I’ve read of another woman, by the name of Irene Goldfarb, who describes how one day while grocery shopping, she was embarrassed to discover she was 10 cents short at the cashier’s line. All of her groceries were already bagged. She was trying to decide what item to return, when the woman behind her offered her 10 cents. She now was not only feeling embarrassed, but humiliated.

She responded that she could not accept her money and that she would leave something behind. The second woman explained, “Oh, I’m not giving it to you. Just take it and pass it on.” That seemed reasonable so Irene accepted the 10 cents and left the store with her purchases and inspired by the whole idea.
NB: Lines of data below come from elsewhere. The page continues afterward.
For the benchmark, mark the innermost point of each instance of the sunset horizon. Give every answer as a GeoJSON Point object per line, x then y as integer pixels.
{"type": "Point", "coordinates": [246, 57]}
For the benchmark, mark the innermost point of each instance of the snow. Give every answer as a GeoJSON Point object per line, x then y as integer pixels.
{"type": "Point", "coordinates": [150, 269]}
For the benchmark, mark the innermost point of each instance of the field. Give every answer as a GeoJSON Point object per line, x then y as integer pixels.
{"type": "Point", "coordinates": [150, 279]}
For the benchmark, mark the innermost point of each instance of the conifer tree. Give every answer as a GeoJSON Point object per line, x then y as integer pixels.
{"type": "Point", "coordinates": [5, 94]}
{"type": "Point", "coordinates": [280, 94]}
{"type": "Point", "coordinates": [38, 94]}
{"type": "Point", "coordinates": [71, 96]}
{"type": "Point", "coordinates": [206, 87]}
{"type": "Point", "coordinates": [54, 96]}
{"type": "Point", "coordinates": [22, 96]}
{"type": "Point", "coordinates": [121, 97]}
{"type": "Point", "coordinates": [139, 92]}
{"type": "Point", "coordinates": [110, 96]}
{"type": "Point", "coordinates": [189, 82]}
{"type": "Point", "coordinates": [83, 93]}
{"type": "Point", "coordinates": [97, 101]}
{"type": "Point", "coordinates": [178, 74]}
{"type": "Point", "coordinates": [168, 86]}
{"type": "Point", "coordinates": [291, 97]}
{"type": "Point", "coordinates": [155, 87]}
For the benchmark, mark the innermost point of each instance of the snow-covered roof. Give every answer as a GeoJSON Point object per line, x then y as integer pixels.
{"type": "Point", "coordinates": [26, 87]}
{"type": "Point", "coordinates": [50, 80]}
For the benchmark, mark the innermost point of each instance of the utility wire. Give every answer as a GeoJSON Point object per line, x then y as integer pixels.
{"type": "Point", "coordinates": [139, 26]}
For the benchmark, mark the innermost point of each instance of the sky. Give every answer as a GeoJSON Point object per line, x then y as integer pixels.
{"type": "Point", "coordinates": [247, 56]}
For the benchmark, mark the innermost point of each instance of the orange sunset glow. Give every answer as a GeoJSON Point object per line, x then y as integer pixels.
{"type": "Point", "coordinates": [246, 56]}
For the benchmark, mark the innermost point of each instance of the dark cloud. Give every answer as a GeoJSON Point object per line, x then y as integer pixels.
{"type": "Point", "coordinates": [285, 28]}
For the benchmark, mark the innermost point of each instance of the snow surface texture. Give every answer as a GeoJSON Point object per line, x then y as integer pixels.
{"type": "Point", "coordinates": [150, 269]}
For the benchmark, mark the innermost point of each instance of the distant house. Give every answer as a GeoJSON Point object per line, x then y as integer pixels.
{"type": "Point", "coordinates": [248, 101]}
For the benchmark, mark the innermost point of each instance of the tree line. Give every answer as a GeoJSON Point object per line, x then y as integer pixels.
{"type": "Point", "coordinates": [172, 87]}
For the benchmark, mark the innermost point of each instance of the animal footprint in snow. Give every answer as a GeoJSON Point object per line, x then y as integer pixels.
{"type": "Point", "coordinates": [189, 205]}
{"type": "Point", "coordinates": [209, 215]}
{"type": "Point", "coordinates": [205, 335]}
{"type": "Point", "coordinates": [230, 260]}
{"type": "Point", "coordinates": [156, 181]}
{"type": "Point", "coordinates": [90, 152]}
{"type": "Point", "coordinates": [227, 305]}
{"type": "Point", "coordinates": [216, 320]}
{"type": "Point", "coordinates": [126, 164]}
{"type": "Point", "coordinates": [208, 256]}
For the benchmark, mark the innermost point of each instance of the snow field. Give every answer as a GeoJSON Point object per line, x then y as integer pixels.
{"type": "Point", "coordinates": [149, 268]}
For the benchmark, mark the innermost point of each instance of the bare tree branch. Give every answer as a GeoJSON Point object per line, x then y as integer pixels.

You know what is coming. Two weeks later Irene was in the same store, but this time second in line at the cashier, when the woman in front of her was 10 cents short. Irene offered her 10 cents, which she politely refused, only accepting it with the understanding that she would take it and pass it on.

Our rabbis teach that the world stands upon Torah, Prayer and Gemilut Chasadim- acts of kindness. Kindness can be contagious. Many of us certainly experienced random acts of kindness in the past year or two.

Unfortunately, our world does not consist of all goodness and kindness.  Neither was this true for our friend Abraham’s world. His visitors had another purpose as well. They were there to tell him of the impending destruction of Sodom and Gomorrah. It was a place of corruption and cruelty. Hospitality and kindness were not on the communal agenda, prompting Elie Wiesel to share the story of the one righteous man of Sodom. He was ridiculed and abused: “Why do you continue your protest against evil and perform acts of kindness? Can’t you see that no one pays attention to you or cares?” The man responded, “at first I thought I would change the people and the city. Today I know I cannot. By continuing my protest and performing acts of kindness though, I’ll keep them from changing me!”

My friends, our world is not Sodom, but there is much apathy and violence. We look the other way all too often. We pass on opportunities to make a difference, even a little one, in the lives of others. Kindness is a fundamental Jewish value and we can act in quiet and significant ways.